The first web browser I used was Netscape 3, then soon picked up Netscape 4. During the height of the 90s Browser Wars, I kept a far distance from the other browser, signified by a blue E. When Mac OS X was first released, the choice of native web browsers was fairly limited. While I impatiently waited for Netscape to port their browser to Mac OS X, I searched for alternatives and ended up settling with OmniWeb 4.

This was the beginning of a long relationship with a very functional and flexible browser. I even purchased two licenses for the product, I liked it that much, which is unusual for a product landscape that contains many capable and free browsers. Sadly, the Omnigroup's attention for OmniWeb has waned over the past several years (so they can spend their time on products which actually make money to keep the business alive). I still use OmniWeb as my Power Browser, but as the Web progresses, and new and existing browsers continue evolving, OmniWeb hasn't been able to keep up with the times. I have been experimenting with other web browsers. Safari 5 finally added support for some extensions, but even the extensions seem somewhat limited. Safari is a great browser, which I've used as my Quick Browser when I just want to get in and out, but I miss the flexibility and power that OmniWeb has offered. I then tried Firefox, which is my favorite browser when using Windows. Due to its cross-platform nature, there are a few things which don't feel "quite right". It's a good browser, and the flexibility is good. However, when I upgraded to Firefox 4, I was finding that the browser locked up once a day (an issue I was not seeing with Firefox 3.6). This was getting very annoying, so I took another look at Google Chrome.

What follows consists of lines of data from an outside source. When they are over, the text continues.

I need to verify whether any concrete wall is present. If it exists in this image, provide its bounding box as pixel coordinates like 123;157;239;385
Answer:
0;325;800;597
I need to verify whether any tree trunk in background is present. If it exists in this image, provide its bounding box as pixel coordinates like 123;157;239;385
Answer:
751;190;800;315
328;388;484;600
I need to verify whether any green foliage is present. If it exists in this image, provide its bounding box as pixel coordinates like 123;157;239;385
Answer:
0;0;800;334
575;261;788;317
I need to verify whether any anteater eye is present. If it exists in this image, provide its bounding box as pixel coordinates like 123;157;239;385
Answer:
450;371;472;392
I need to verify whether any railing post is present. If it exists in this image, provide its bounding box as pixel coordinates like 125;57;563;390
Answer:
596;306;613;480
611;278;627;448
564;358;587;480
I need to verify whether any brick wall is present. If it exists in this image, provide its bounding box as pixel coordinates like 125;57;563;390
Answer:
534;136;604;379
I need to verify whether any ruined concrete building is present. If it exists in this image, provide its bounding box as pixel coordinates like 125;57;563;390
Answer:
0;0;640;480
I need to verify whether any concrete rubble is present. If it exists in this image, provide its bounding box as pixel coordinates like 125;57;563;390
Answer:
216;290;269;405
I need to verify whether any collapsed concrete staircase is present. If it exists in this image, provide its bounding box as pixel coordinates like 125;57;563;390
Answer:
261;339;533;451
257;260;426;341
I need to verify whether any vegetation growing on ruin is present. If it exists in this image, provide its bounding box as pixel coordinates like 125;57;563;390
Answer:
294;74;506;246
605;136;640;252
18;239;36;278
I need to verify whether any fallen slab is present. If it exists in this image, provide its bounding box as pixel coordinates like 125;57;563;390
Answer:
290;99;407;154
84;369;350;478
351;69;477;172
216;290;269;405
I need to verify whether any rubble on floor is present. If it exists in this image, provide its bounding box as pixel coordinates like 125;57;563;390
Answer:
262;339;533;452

I had looked at earlier versions of Google Chrome in the past, but its stripped down, minimalistic appearance initially turned me off. I liked having lots of flexibility and power in my browser. The unified address-search bar seemed to be a step back : that's how OmniWeb 4 used to handle things before OmniWeb 5 added the search bar. However, after using Chrome for the past week, I am greatly impressed. There are many little things which make the browsing experience feel "just right".

Pros:

  • Fast
  • Minimalistic interface
  • Stable — Not a single crash, yet
  • Google Translation
  • Good HTML5 support — I noticed that OmniWeb 5 was not handling some of the image animations at kickoff.app very well, but Safari 5 and Google Chrome handled it like a charm.
  • Accessing downloaded files — Easier to access the downloaded file options than either Safari or Firefox. Somewhat similar to Transmit 4's new approach for displaying the file transfer window.
  • Paste and Go — This is one feature I really liked from Opera.
  • Adding Bookmarks — Remembers the last folder where a bookmark was saved (unlike Firefox), which simplifies saving many bookmarks.
  • Inline PDF Reader — Viewing a PDF on a Mac should not require opening Preview (like Firefox does). Just view the PDF inside the browser.

Cons:

  • Somewhat difficult to grab the title bar if there are a lot of tabs
  • Bookmarks didn't import from Firefox 4
  • No separate search field — Despite this, the unified address-search bar works pretty well, especially since half the time I was doing a search, anyway.
  • Tab crunch — If too many tabs are open in one window, the tabs just keep getting smaller and smaller. Safari and Firefox handle this issue better.
  • Built-in Flash — On occasions the built-in Flash plug-in runs amock and takes up more than 50% of the CPU and causes my laptop's fans to go into high gear.
  • Slow to close — If many tabs are open, Chrome can take several minutes to shut down.